In reply to: Rob Sargent (#1)

Re: Surprised by index choice for count(*)

On Tue, May 1, 2018 at 8:46 AM, Rob Sargent <robjsargent@gmail.com> wrote:

Should I be? I would have thought the pk would have been chosen v.
function index?
Indexes:
"segment_pkey" PRIMARY KEY, btree (id)
"useg" UNIQUE, btree (probandset_id, chrom, startbase, endbase)
"fpv" btree (pv(events_less, events_equal, events_greater, 0))
"segment_markerset_id_probandset_id_idx" btree (markerset_id,
probandset_id)

Haven't looked at the code but among those 4 indexes the one that was
chosen is the one that comes first alphabetically. Ideally it would avoid
multi-column indexes since they are larger; and I believe that a float is
smaller than a uuid so not only alphabetically but the fpv index wins on
size too.

That the index is functional is immaterial here.

David J.

Tom Lane

tgl@sss.pgh.pa.us

about 8 years ago

In reply to: Rob Sargent (#1)

Re: Surprised by index choice for count(*)

Rob Sargent <robjsargent@gmail.com> writes:

Should I be? I would have thought the pk would have been chosen v.
function index?

If I'm reading this correctly, the PK index contains uuids while
the fpv index contains float4s, meaning the latter is probably half
the size. So scanning it is a lot cheaper, at least according to
the planner's cost model.

regards, tom lane

Rob Sargent

robjsargent@gmail.com

about 8 years ago

In reply to: Tom Lane (#3)

Re: Surprised by index choice for count(*)
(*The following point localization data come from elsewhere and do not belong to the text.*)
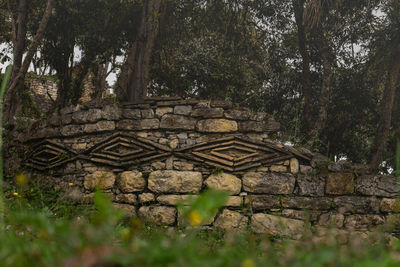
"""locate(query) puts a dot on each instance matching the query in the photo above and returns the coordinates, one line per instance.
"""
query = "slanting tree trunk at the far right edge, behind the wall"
(386, 108)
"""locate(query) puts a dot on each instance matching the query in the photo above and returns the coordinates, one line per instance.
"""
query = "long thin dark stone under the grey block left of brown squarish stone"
(309, 203)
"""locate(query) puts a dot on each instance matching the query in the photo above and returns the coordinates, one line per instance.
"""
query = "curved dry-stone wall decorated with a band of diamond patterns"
(149, 157)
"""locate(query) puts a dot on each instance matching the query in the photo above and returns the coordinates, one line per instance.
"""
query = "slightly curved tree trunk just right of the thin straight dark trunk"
(327, 58)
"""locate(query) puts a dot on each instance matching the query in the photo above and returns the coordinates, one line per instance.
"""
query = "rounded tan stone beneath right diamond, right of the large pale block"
(224, 182)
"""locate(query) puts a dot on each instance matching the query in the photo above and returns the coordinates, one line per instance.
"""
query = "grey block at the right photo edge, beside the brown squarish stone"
(378, 185)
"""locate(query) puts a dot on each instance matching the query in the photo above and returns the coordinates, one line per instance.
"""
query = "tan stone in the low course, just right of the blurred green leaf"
(231, 220)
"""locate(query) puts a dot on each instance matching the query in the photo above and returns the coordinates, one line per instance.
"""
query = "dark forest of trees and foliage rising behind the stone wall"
(327, 70)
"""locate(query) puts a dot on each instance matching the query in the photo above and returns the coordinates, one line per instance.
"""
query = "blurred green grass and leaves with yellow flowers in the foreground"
(43, 229)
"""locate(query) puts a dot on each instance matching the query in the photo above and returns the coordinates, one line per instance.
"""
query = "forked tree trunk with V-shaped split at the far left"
(13, 96)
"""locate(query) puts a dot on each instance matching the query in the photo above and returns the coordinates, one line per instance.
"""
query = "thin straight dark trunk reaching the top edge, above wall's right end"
(298, 6)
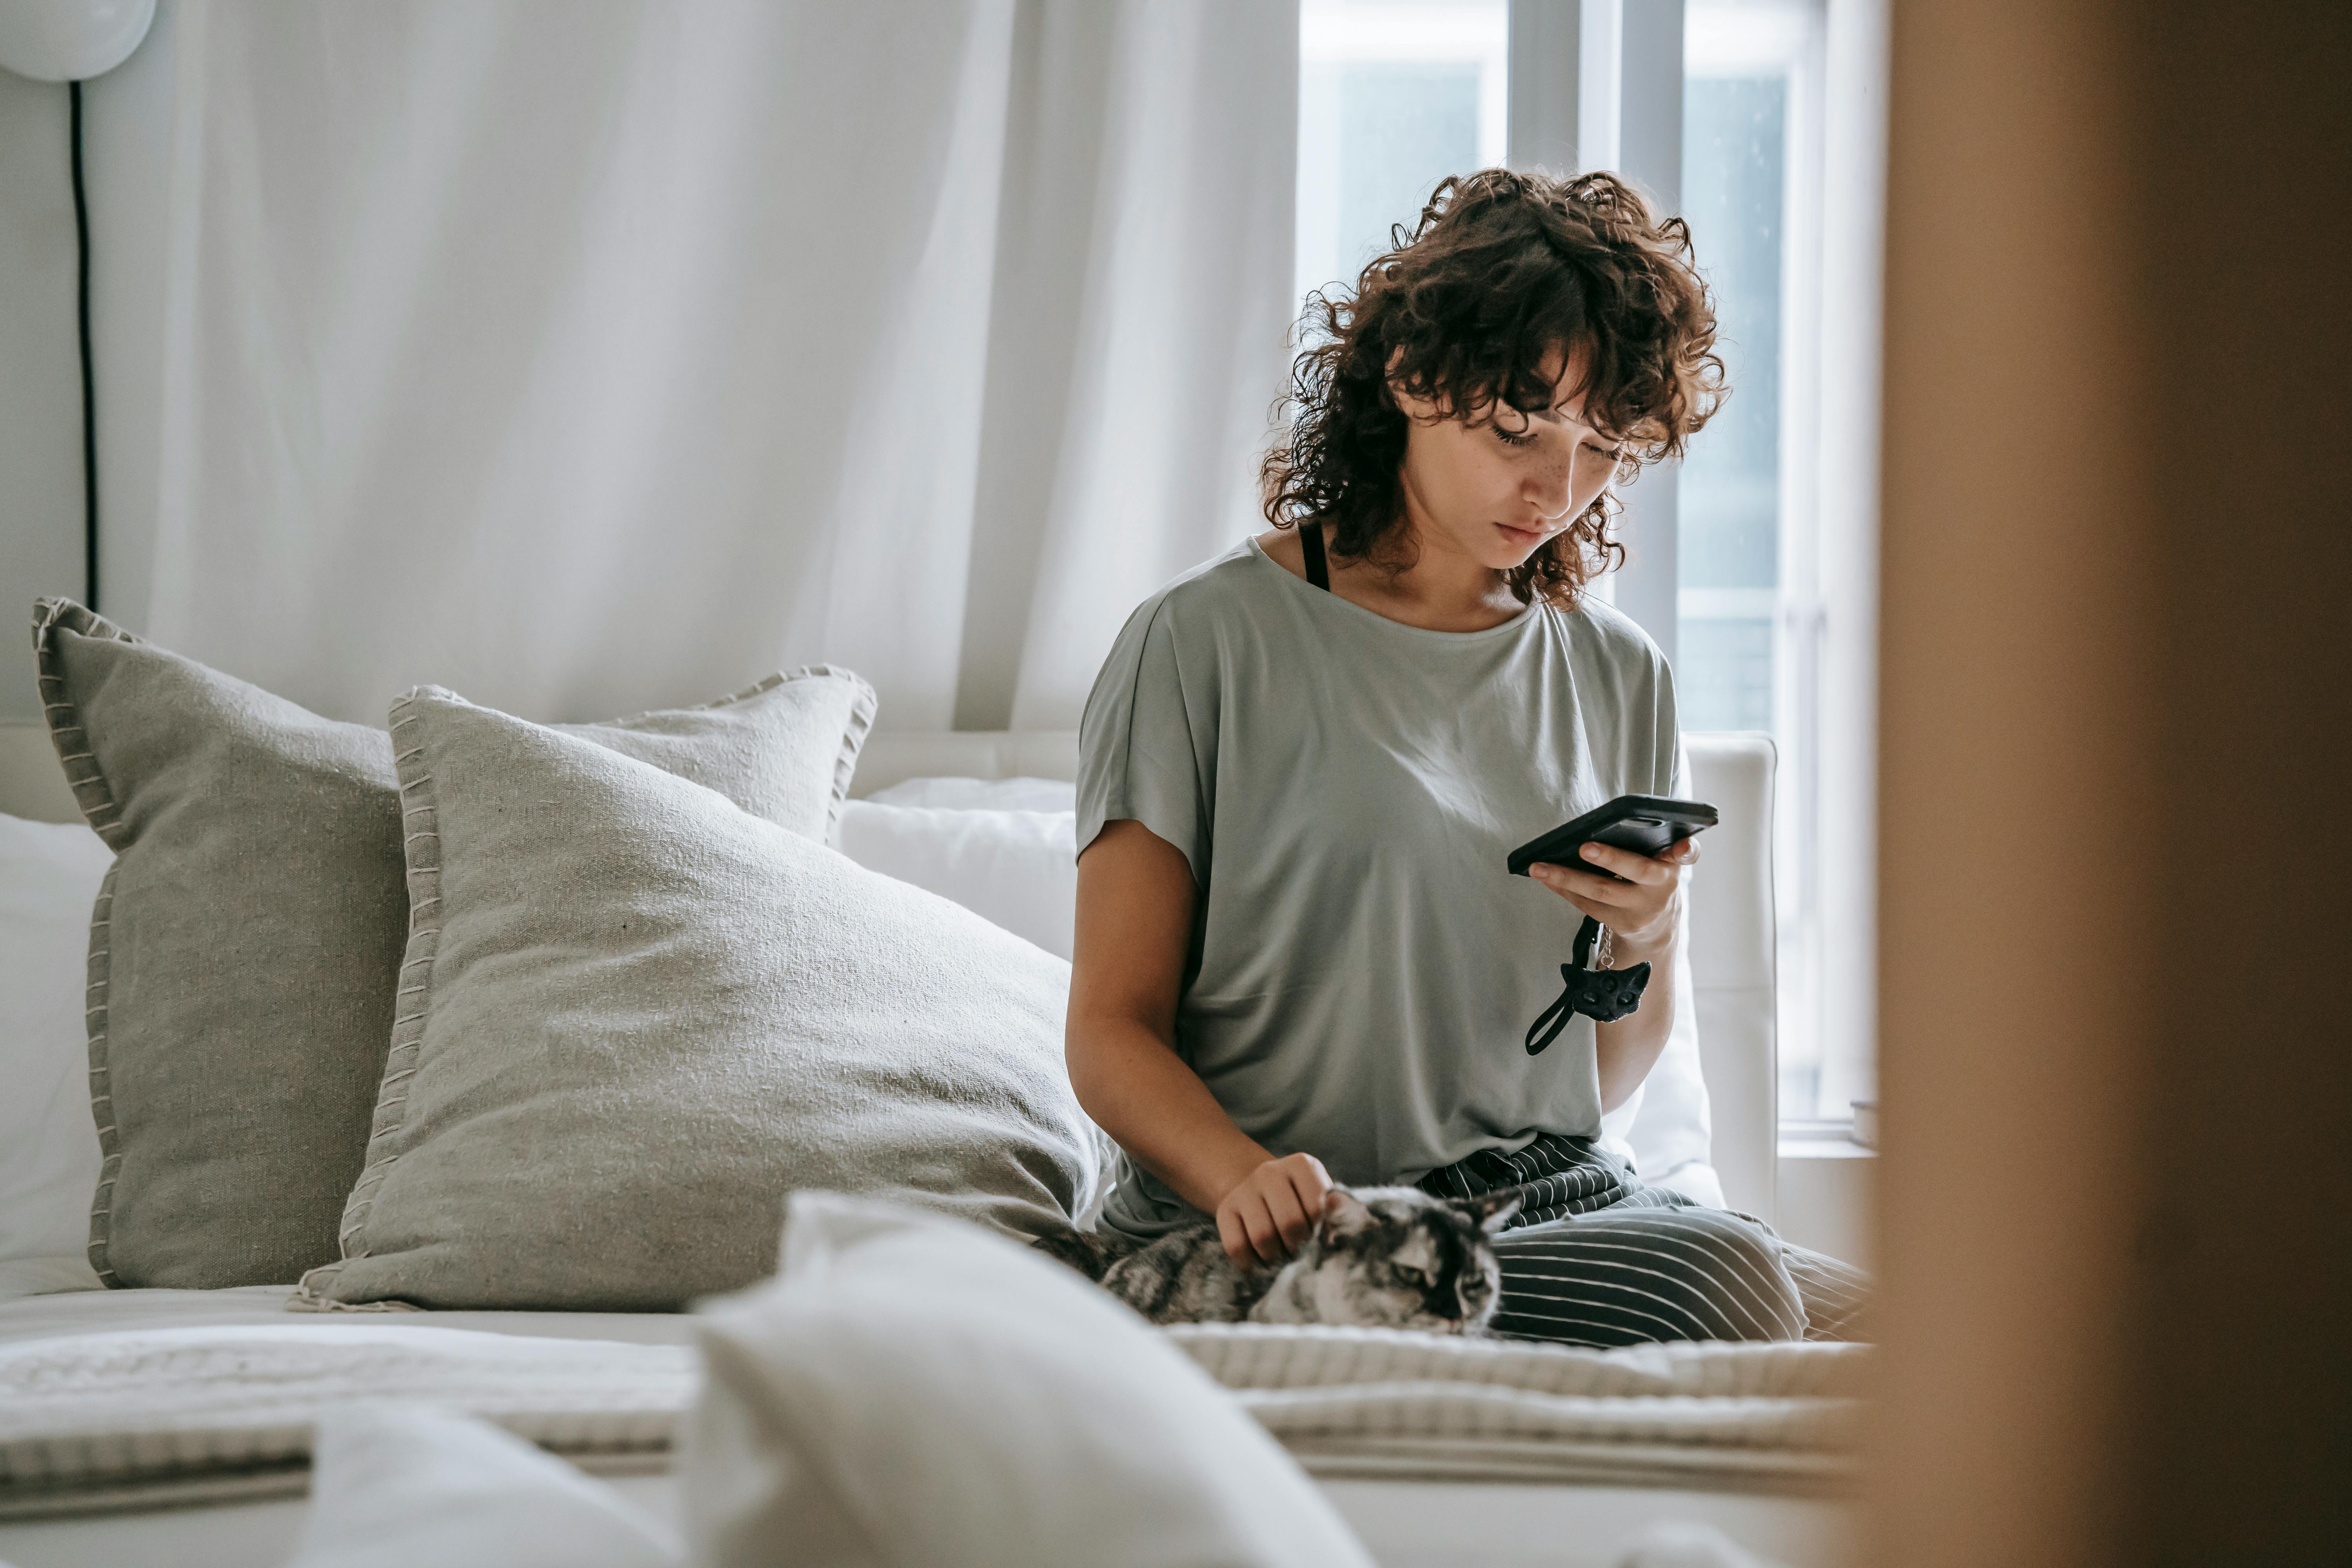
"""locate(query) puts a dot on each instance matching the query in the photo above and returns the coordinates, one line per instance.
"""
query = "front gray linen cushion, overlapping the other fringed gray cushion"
(639, 1017)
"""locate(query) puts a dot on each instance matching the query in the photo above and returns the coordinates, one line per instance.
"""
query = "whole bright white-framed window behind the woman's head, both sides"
(1772, 521)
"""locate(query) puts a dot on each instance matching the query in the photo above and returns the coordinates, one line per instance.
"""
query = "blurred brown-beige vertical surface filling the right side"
(2116, 855)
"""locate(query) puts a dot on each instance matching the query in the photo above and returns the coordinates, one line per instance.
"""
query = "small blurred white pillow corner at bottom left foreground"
(406, 1485)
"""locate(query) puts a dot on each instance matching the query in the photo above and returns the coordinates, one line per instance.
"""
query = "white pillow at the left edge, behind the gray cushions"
(51, 876)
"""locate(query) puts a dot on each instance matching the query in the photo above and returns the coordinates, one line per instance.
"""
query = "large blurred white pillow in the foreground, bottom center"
(914, 1391)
Thank you both. Simple, as expected. And I’m easily surprised.
Version 10 (perhaps obviously) for those scoring at home.

Show quoted text

On May 1, 2018, at 10:11 AM, Tom Lane <tgl@sss.pgh.pa.us> wrote:

Rob Sargent <robjsargent@gmail.com> writes:

Should I be? I would have thought the pk would have been chosen v.
function index?

If I'm reading this correctly, the PK index contains uuids while
the fpv index contains float4s, meaning the latter is probably half
the size. So scanning it is a lot cheaper, at least according to
the planner's cost model.

regards, tom lane